Ainda de acordo com os dados divulgados, há uma retenção dos alunos no ensino fundamental, o que acaba gerando prejuízos para o estudante, que perde a motivação, e para o sistema educacional, cada vez mais distante de formar alunos em idade adequada. O Brasil tem cerca de 900 mil adolescentes, entre 15 e 17 anos, fora da escola, o que indica jovens abandonando os estudos.

Além de números insatisfatórios na educação e a falta de atenção ao setor, especialmente durante a pandemia, o próximo ministro a assumir a pasta terá que recuperar a desgastada imagem deixada por Abraham Weintraub. "O Ministério da Educação não teve, até agora, prioridade neste governo. Primeiro, foi o ministro Ricardo Vélez, muito ligado ao olavismo. Depois, o Abraham Weintraub, líder da ala ideológica do governo na Esplanada", avalia o deputado federal Israel Batista (PV-DF), secretário-geral da frente parlamentar mista da educação no Congresso. “É um problema crônico”, crítica.

Para o cientista político e professor da Universidade de Brasília (UnB) Frederico Bertholini, é importante entender que o fator que une Bolsonaro, Olavo de Carvalho e outras forças políticas, como evangélicos, está muito ligado ao componente identitário conservador. Ele conecta a pauta de costumes e valores morais. “Essa conexão é tão presente na base bolsonarista que consegue ser mais forte do que o medo das pessoas de morrer de covid-19”, explica.

Na avaliação do jurista e cientista político Rafael Favetti, “o bolsonarismo parte do princípio que o comunismo tomou conta do Brasil pela educação”, salienta, referindo-se à insistência da ala ideológica com a doutrinação.

Reconstrução

João Marcelo Borges, diretor de estratégia política do movimento Todos pela Educação, acredita que a ausência do MEC diante das demandas impulsionadas pela covid-19 foi um dos momentos mais críticos da gestão de Weintraub.

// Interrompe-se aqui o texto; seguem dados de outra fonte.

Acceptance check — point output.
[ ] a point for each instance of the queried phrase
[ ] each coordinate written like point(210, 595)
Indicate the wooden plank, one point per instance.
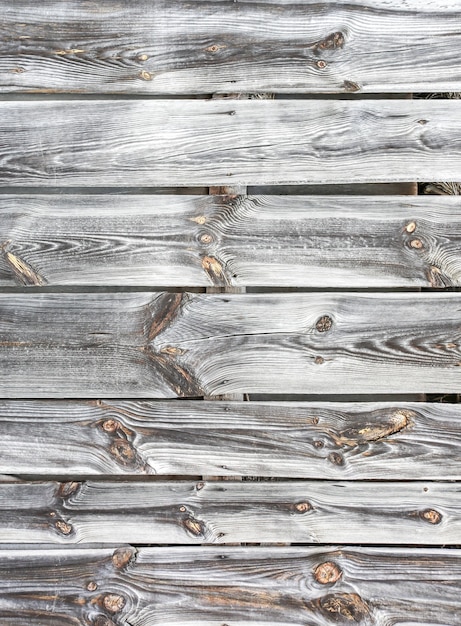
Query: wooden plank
point(239, 586)
point(258, 240)
point(184, 512)
point(276, 45)
point(219, 142)
point(301, 440)
point(189, 344)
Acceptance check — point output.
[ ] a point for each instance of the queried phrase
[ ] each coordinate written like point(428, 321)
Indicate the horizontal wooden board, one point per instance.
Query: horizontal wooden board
point(238, 586)
point(257, 240)
point(149, 46)
point(220, 142)
point(184, 512)
point(187, 344)
point(328, 440)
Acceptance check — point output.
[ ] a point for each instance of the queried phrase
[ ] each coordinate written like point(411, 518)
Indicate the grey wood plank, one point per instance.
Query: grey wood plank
point(302, 440)
point(184, 512)
point(224, 143)
point(282, 241)
point(277, 45)
point(241, 586)
point(187, 344)
point(238, 586)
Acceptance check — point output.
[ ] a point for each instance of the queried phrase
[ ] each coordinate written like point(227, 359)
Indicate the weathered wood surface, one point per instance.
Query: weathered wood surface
point(286, 46)
point(301, 440)
point(218, 142)
point(184, 512)
point(238, 586)
point(257, 240)
point(184, 344)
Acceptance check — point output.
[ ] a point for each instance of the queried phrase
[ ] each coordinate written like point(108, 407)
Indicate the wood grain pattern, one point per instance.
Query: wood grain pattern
point(224, 143)
point(301, 440)
point(183, 512)
point(257, 240)
point(277, 45)
point(172, 344)
point(238, 586)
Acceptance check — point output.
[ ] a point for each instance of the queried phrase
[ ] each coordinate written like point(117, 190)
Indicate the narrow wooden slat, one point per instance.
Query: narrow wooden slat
point(220, 142)
point(257, 240)
point(241, 586)
point(300, 440)
point(182, 512)
point(286, 46)
point(173, 344)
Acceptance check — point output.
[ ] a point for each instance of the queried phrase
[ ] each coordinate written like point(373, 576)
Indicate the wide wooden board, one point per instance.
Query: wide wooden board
point(220, 142)
point(302, 440)
point(187, 344)
point(157, 47)
point(238, 586)
point(184, 512)
point(257, 240)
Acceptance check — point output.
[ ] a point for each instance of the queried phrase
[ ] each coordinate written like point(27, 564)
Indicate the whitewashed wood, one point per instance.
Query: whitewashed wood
point(181, 512)
point(238, 586)
point(257, 240)
point(149, 46)
point(301, 440)
point(168, 344)
point(219, 142)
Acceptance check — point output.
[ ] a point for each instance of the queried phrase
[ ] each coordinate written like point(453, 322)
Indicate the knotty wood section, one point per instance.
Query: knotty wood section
point(221, 142)
point(72, 439)
point(244, 586)
point(230, 240)
point(184, 512)
point(276, 45)
point(187, 344)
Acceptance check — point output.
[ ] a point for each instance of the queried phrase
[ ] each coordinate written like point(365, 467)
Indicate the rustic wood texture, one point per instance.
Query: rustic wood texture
point(300, 440)
point(220, 142)
point(238, 586)
point(183, 344)
point(184, 512)
point(150, 47)
point(257, 240)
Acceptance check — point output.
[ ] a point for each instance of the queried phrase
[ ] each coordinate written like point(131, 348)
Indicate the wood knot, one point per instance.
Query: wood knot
point(194, 526)
point(63, 527)
point(123, 557)
point(113, 602)
point(349, 606)
point(303, 507)
point(324, 324)
point(350, 86)
point(431, 516)
point(336, 458)
point(67, 489)
point(327, 573)
point(206, 238)
point(143, 75)
point(110, 426)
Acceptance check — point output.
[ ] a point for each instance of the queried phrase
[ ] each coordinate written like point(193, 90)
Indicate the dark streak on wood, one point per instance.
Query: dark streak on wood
point(244, 585)
point(176, 512)
point(180, 143)
point(285, 46)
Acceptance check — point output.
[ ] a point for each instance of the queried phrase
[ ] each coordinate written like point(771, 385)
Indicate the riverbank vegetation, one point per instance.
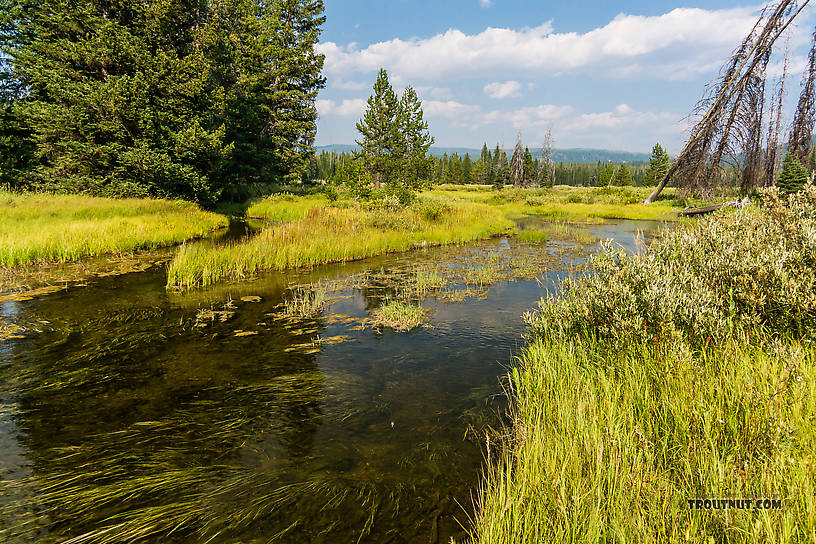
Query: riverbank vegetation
point(46, 227)
point(683, 373)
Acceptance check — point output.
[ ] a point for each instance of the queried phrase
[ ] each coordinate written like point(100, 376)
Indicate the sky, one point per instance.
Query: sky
point(607, 75)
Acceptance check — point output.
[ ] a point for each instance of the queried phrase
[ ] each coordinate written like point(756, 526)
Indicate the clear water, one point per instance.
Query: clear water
point(123, 418)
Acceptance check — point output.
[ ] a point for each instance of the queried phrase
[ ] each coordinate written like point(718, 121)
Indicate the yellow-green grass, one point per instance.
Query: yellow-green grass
point(571, 204)
point(285, 207)
point(611, 448)
point(45, 227)
point(398, 315)
point(330, 234)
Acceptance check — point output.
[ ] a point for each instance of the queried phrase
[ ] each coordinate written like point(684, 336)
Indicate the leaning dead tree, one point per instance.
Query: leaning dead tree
point(731, 113)
point(801, 136)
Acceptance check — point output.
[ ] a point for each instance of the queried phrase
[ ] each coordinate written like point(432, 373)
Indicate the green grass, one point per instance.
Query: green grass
point(572, 204)
point(398, 315)
point(285, 207)
point(686, 372)
point(331, 234)
point(609, 449)
point(45, 227)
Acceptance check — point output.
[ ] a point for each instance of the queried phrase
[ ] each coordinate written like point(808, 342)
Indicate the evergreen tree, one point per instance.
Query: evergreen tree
point(381, 147)
point(517, 165)
point(658, 166)
point(467, 169)
point(413, 129)
point(794, 176)
point(529, 169)
point(623, 176)
point(171, 98)
point(606, 175)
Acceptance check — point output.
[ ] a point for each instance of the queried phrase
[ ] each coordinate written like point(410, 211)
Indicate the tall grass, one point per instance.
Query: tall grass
point(684, 373)
point(44, 227)
point(329, 234)
point(571, 204)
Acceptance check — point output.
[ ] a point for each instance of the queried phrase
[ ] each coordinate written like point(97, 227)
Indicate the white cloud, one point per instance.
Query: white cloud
point(346, 108)
point(508, 89)
point(684, 39)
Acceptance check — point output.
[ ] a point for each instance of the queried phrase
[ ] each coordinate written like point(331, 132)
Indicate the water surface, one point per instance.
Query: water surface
point(126, 416)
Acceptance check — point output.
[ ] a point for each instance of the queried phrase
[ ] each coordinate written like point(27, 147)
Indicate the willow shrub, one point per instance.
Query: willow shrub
point(752, 269)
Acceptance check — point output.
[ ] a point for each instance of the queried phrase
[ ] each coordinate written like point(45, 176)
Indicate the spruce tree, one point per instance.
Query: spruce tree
point(529, 169)
point(623, 176)
point(381, 147)
point(793, 177)
point(416, 140)
point(517, 165)
point(606, 175)
point(467, 169)
point(658, 166)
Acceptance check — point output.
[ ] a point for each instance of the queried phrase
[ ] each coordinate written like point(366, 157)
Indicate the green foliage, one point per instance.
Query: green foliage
point(623, 177)
point(167, 98)
point(659, 164)
point(762, 274)
point(794, 176)
point(606, 174)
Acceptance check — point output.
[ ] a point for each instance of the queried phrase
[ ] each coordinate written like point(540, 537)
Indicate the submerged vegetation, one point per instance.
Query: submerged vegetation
point(680, 374)
point(398, 315)
point(338, 234)
point(45, 227)
point(314, 229)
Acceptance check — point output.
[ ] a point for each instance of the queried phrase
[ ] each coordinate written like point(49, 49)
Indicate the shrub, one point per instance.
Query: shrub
point(733, 272)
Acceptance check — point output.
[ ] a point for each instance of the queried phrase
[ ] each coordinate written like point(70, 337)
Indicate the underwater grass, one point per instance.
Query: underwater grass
point(398, 315)
point(330, 234)
point(45, 227)
point(685, 372)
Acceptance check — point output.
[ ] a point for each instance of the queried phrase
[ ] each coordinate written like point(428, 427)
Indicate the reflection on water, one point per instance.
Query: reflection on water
point(126, 419)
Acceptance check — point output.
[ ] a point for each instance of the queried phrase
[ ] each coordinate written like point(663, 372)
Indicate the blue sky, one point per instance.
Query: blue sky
point(604, 75)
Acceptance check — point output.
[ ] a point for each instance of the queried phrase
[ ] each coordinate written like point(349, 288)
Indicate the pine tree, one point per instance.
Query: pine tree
point(659, 164)
point(606, 175)
point(416, 140)
point(529, 169)
point(794, 176)
point(517, 165)
point(467, 169)
point(381, 147)
point(623, 176)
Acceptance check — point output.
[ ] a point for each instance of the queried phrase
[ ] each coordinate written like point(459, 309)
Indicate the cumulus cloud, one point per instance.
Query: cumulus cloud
point(346, 108)
point(683, 39)
point(508, 89)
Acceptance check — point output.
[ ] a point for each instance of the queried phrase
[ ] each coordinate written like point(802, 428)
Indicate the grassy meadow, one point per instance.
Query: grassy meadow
point(328, 234)
point(683, 373)
point(47, 227)
point(314, 229)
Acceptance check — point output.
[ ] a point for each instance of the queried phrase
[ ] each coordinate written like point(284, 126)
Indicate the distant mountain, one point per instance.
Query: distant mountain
point(559, 155)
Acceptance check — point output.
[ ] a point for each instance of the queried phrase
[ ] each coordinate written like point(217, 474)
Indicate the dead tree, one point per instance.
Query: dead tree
point(800, 141)
point(729, 110)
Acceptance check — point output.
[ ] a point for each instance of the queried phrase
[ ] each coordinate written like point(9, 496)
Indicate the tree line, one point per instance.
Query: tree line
point(493, 167)
point(170, 99)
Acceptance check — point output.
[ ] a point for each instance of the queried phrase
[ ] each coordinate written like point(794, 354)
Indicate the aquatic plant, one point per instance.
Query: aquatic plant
point(683, 373)
point(398, 315)
point(331, 234)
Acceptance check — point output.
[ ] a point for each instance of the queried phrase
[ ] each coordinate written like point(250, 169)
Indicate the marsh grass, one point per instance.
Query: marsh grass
point(685, 372)
point(306, 303)
point(45, 227)
point(398, 315)
point(331, 234)
point(571, 204)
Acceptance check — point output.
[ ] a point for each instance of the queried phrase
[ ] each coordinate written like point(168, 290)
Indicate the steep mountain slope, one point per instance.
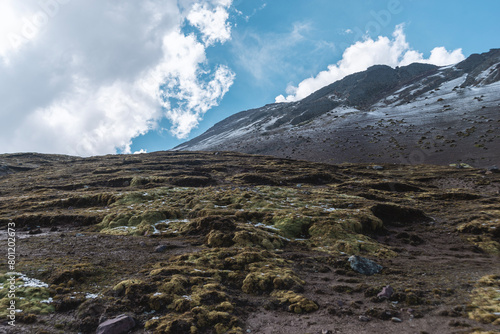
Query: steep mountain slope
point(414, 114)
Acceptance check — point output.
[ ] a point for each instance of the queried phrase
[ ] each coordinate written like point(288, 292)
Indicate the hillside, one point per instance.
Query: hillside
point(199, 242)
point(414, 114)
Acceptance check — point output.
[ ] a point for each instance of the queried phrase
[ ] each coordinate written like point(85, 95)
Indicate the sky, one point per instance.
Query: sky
point(95, 77)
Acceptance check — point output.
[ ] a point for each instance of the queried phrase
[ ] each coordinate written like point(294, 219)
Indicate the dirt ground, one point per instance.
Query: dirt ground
point(436, 238)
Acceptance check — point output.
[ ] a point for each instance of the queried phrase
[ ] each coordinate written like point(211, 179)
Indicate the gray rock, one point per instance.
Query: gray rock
point(364, 266)
point(161, 249)
point(119, 325)
point(386, 292)
point(364, 318)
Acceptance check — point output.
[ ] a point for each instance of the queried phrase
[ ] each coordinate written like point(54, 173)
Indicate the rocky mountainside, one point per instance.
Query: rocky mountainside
point(214, 243)
point(413, 114)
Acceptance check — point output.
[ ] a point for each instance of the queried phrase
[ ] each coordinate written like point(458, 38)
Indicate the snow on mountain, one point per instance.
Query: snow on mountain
point(414, 114)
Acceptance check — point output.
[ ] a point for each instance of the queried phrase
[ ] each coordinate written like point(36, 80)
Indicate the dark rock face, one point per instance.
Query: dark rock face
point(364, 266)
point(413, 114)
point(119, 325)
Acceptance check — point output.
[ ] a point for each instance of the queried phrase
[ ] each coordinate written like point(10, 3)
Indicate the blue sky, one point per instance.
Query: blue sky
point(99, 76)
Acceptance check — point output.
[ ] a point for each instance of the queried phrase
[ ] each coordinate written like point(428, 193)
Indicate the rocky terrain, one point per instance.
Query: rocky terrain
point(200, 242)
point(412, 115)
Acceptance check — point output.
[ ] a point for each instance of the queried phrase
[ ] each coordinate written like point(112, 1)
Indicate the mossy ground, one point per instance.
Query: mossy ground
point(243, 234)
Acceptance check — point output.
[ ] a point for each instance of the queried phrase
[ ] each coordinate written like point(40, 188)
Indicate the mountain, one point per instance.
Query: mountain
point(413, 114)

“A pandemia acentuou as duas grandes marcas da gestão dele: uma era o confronto e a omissão e a outra, a incompetência”, crítica. A pesquisa Covid-19: Impacto Fiscal na Educação Básica, realizada pelo Todos pela Educação e pelo Instituto Unibanco, estima que as perdas variem de R$ 9 bilhões a R$ 28 bilhões em 2020, a depender de como serão os próximos meses em relação à pandemia.

Outro desafio será desconstruir o clima de insegurança criado no próprio MEC e nas instituições e entidades de ensino. Para o diretor do Todos pela Educação, a tentativa cotidiana de desqualificar a educação, a ciência, os educadores e até os estudantes é uma das maiores sequelas deixadas por Weintraub. “Na educação, ficar parado significa retroceder; a educação é um processo acumulativo. A criança que está na escola e não aprende carrega esse deficit por muito tempo. É difícil estimar o tempo que essas sequelas vão durar”, explica Borges.